第45話 課長のやるべき仕事とは?
「会社全体のベクトルを合わせたい」
経営者としては、社員に共通の目標や意識を持たせ、職場の一体感を醸成したいとの思いがあります。
これを実現するためには、会社の経営理念をはっきり示す必要があります。つまり、「我々は何者で、どこへ行こうとしているのか、そのために何を大切にし、どのように行動するか」といった定義づけをしなければなりません。
この定義を、組織としての本質を表しているか、他社との違いが区別できるか、持続性はあるのかの観点からチェックしてみましょう。会社としての方向性が決まれば、どのように浸透させるかがポイントになります。
社員には、会社の方向性が意味するところを、自分たちの仕事や日常の行動に置き換えて考える機会を与えます。例えば、職場の最小ユニットである「課」全体で、時間を取って討論させる方法でもいいでしょう。
この時、課長は、できる限り多くの部下たちに発言の機会を与えるよう促します。そうすることによって、見解の違いや、互いの仕事や役割の違いなどを認識できるようになります。

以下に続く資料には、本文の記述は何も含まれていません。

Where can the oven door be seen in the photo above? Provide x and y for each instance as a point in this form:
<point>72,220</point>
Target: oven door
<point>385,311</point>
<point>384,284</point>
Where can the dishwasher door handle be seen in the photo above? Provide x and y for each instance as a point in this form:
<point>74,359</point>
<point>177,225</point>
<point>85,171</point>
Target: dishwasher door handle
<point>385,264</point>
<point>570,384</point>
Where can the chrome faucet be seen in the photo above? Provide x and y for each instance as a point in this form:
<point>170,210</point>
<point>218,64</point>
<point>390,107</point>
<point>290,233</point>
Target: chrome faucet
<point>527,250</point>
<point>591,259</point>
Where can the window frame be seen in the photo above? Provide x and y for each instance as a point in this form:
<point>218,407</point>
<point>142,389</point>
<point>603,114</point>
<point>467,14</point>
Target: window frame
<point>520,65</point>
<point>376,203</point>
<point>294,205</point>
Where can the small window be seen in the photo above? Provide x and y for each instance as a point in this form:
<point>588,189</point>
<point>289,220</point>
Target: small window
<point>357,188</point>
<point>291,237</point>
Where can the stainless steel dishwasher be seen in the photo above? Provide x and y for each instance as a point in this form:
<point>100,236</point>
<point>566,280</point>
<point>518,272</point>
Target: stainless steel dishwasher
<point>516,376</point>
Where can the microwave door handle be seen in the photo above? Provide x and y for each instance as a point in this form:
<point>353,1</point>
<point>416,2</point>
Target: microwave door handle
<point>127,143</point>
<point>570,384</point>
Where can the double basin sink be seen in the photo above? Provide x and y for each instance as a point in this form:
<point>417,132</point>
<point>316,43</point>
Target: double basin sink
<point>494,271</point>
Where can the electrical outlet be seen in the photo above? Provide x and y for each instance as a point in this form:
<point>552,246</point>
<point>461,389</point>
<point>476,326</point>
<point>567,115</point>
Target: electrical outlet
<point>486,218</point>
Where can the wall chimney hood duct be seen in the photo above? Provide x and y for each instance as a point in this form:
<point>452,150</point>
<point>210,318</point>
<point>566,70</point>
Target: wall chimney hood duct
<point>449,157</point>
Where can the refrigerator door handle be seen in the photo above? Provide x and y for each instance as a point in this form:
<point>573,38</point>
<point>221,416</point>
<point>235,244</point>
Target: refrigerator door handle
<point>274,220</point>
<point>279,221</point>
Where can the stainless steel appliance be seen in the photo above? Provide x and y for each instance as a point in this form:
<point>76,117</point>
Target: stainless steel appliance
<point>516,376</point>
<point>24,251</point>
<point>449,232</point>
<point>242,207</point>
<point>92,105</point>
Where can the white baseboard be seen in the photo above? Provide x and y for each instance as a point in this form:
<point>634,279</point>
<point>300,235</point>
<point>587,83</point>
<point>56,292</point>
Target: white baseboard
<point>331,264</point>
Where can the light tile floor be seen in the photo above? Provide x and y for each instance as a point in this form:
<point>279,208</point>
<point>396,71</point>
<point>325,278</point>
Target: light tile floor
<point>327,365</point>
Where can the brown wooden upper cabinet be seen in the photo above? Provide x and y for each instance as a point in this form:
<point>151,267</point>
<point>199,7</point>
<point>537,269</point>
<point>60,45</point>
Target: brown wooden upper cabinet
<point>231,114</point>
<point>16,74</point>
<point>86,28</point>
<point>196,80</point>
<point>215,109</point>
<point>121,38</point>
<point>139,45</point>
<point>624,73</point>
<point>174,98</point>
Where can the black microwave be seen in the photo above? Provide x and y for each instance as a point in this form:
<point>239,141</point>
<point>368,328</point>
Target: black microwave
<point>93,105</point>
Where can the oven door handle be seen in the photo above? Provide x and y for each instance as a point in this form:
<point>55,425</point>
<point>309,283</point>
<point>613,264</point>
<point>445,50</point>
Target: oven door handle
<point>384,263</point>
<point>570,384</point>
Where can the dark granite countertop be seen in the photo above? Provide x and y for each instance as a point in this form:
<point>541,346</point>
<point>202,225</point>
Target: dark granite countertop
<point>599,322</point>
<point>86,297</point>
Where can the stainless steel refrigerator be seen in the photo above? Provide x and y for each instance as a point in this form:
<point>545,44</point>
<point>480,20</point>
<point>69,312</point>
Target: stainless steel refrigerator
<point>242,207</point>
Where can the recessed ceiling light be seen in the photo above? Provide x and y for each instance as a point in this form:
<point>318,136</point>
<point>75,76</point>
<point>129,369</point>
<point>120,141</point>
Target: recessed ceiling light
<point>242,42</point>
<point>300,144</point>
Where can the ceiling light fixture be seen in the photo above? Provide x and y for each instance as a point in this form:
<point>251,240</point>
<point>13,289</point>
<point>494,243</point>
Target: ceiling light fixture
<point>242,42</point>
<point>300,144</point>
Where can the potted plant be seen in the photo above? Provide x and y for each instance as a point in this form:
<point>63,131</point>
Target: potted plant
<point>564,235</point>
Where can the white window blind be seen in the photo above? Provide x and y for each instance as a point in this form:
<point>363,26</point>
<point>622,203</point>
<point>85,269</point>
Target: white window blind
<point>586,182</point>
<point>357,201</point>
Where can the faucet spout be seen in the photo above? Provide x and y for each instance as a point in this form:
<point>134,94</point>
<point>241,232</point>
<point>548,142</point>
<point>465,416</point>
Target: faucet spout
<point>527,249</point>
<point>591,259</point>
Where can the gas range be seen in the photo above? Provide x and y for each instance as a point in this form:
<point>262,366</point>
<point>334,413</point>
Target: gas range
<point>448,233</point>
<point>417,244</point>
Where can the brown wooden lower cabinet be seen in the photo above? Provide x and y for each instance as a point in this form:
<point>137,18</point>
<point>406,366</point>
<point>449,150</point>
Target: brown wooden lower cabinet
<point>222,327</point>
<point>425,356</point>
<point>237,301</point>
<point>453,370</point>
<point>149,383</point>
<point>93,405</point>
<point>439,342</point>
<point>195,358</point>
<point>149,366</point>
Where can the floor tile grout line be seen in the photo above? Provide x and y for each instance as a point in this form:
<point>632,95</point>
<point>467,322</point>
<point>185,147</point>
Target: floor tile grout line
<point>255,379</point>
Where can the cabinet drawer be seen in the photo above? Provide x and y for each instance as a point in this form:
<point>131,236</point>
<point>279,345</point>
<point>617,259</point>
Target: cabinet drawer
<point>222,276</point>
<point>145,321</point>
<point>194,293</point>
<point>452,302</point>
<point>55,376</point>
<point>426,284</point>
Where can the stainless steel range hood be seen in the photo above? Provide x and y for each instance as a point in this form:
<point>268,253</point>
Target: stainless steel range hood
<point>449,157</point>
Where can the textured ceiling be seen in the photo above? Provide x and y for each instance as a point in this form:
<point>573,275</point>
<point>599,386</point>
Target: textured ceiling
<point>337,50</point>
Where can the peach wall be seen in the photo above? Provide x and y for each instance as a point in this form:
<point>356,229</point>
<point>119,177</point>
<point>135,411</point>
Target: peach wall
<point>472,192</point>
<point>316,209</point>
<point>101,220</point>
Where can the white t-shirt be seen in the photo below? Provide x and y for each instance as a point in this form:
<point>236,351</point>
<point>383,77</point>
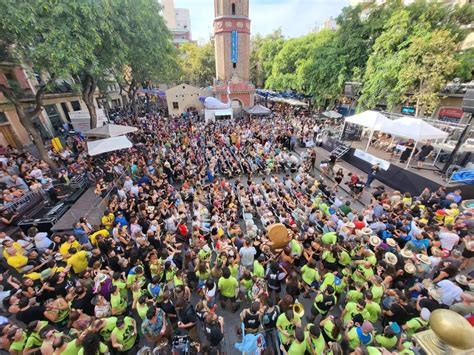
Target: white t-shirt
<point>247,255</point>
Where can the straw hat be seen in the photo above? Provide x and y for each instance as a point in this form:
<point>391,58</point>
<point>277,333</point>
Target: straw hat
<point>391,258</point>
<point>391,242</point>
<point>462,280</point>
<point>410,268</point>
<point>375,241</point>
<point>406,253</point>
<point>423,258</point>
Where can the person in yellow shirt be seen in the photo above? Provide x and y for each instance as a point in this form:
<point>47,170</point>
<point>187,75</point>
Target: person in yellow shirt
<point>16,260</point>
<point>94,236</point>
<point>70,243</point>
<point>108,219</point>
<point>78,260</point>
<point>11,244</point>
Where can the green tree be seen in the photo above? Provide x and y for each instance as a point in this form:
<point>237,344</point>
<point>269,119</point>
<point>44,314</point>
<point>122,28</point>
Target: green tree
<point>286,72</point>
<point>197,63</point>
<point>49,35</point>
<point>149,55</point>
<point>414,56</point>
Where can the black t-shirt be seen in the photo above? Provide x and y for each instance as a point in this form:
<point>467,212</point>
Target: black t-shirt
<point>31,314</point>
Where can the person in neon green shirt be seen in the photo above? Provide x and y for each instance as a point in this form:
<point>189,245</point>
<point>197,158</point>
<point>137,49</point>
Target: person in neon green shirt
<point>315,343</point>
<point>310,276</point>
<point>331,328</point>
<point>415,324</point>
<point>373,308</point>
<point>298,345</point>
<point>228,286</point>
<point>329,238</point>
<point>286,324</point>
<point>343,257</point>
<point>18,340</point>
<point>258,268</point>
<point>357,335</point>
<point>377,288</point>
<point>34,341</point>
<point>388,339</point>
<point>125,334</point>
<point>142,307</point>
<point>105,327</point>
<point>118,303</point>
<point>91,345</point>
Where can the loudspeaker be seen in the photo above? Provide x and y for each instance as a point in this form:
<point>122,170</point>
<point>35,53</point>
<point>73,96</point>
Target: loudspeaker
<point>468,101</point>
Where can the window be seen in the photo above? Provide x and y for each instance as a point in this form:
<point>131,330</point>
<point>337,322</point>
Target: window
<point>76,106</point>
<point>3,118</point>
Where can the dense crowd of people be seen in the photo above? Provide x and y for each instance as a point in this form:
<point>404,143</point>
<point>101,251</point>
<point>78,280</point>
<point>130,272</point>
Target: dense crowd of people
<point>184,243</point>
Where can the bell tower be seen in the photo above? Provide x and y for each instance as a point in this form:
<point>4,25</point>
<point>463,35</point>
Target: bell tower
<point>232,51</point>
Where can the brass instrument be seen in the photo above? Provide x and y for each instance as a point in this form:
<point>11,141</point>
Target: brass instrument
<point>450,333</point>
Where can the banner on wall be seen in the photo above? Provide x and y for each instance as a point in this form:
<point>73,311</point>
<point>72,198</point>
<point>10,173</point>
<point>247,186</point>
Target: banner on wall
<point>234,46</point>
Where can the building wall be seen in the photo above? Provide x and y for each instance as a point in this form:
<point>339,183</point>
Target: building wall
<point>169,13</point>
<point>224,24</point>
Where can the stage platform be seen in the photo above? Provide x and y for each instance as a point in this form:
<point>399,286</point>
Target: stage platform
<point>88,205</point>
<point>398,177</point>
<point>429,172</point>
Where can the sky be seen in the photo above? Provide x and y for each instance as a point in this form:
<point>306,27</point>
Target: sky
<point>295,17</point>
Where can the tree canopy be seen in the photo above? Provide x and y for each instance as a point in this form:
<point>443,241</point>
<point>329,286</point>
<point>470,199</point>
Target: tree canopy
<point>197,63</point>
<point>397,52</point>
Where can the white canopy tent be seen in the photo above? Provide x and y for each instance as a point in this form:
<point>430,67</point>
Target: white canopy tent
<point>108,145</point>
<point>373,120</point>
<point>332,114</point>
<point>258,110</point>
<point>110,130</point>
<point>416,129</point>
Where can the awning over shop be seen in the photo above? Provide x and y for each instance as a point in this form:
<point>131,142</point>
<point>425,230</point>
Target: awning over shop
<point>223,112</point>
<point>110,130</point>
<point>258,110</point>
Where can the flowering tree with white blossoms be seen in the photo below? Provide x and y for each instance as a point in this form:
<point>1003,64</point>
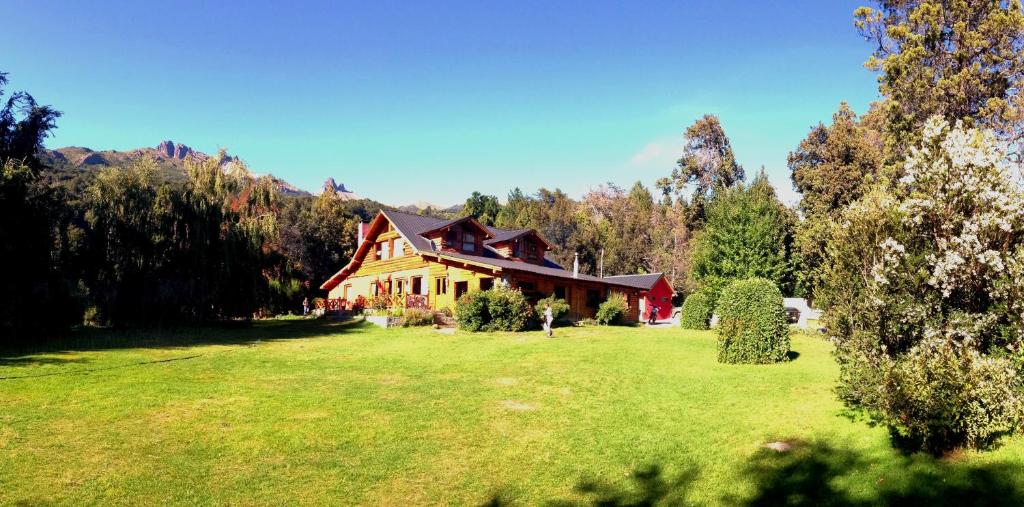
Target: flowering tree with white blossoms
<point>925,295</point>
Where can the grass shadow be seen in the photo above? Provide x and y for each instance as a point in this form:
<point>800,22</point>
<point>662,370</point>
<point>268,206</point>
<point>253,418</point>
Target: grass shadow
<point>34,361</point>
<point>229,333</point>
<point>813,474</point>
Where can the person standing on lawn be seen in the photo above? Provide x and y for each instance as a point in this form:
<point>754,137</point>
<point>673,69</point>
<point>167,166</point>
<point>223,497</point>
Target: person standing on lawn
<point>549,317</point>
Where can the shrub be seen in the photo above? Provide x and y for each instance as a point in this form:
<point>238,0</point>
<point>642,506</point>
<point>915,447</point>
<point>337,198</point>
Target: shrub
<point>418,317</point>
<point>612,311</point>
<point>696,310</point>
<point>509,309</point>
<point>495,309</point>
<point>559,308</point>
<point>752,323</point>
<point>924,292</point>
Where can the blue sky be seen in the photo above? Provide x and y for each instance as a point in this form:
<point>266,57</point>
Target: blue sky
<point>432,100</point>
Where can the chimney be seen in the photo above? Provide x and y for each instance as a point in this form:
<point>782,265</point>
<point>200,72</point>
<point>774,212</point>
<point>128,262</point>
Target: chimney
<point>361,234</point>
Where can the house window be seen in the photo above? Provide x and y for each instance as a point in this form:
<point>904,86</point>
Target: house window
<point>468,242</point>
<point>461,288</point>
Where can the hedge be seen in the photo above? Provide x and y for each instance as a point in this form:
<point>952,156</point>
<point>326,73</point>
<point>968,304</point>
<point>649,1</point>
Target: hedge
<point>752,324</point>
<point>494,309</point>
<point>696,310</point>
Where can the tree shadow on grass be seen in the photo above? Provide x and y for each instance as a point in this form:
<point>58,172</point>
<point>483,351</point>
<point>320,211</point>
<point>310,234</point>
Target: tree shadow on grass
<point>811,473</point>
<point>25,361</point>
<point>818,474</point>
<point>228,333</point>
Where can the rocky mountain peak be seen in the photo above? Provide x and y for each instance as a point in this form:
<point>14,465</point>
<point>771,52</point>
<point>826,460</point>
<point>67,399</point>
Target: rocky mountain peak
<point>171,151</point>
<point>331,185</point>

また、共通ワードを共有することで、仲間意識が育まれます。このような機会を増やしていくことで、社員一人ひとりが「自分は、何をすべきか」「会社の価値観が理解できているか」を意識することになります。自分たちの仕事や役割の認識を共有化できれば、例えば相互応援もやりやすくなります。
加えて、自分の目標の設定もやりやすくなるでしょう。例えば、上司のアドバイスを受けて、目標を自分で決めます。自ずと、やるべきことも決まってきます。そこで、実行に移すわけですが、この時のポイントはチェックのタイミングを自分で設定するということです。
自分でコミットさせることが大事です。
施策によっては、目標が達成できないこともあるでしょう。そのような記録も、すべて残すようにすると、無理な目標設定をしなくて済みます。このようにして、PDCAを回して行きます。
一方で、課長ともなると「業務量が過大である」ことが最大の悩みでしょう。しかし、これを人材育成ができない言い訳にして欲しくはありません。言い訳にしているとすれば、部下を育てることへの関心が低いと言わざるを得ません。
ひとつには、育ててもスグに結果が出ないということもあるかもしれません。それでも、繰り返すことの重要性を理解して、部下を導くことが大切です。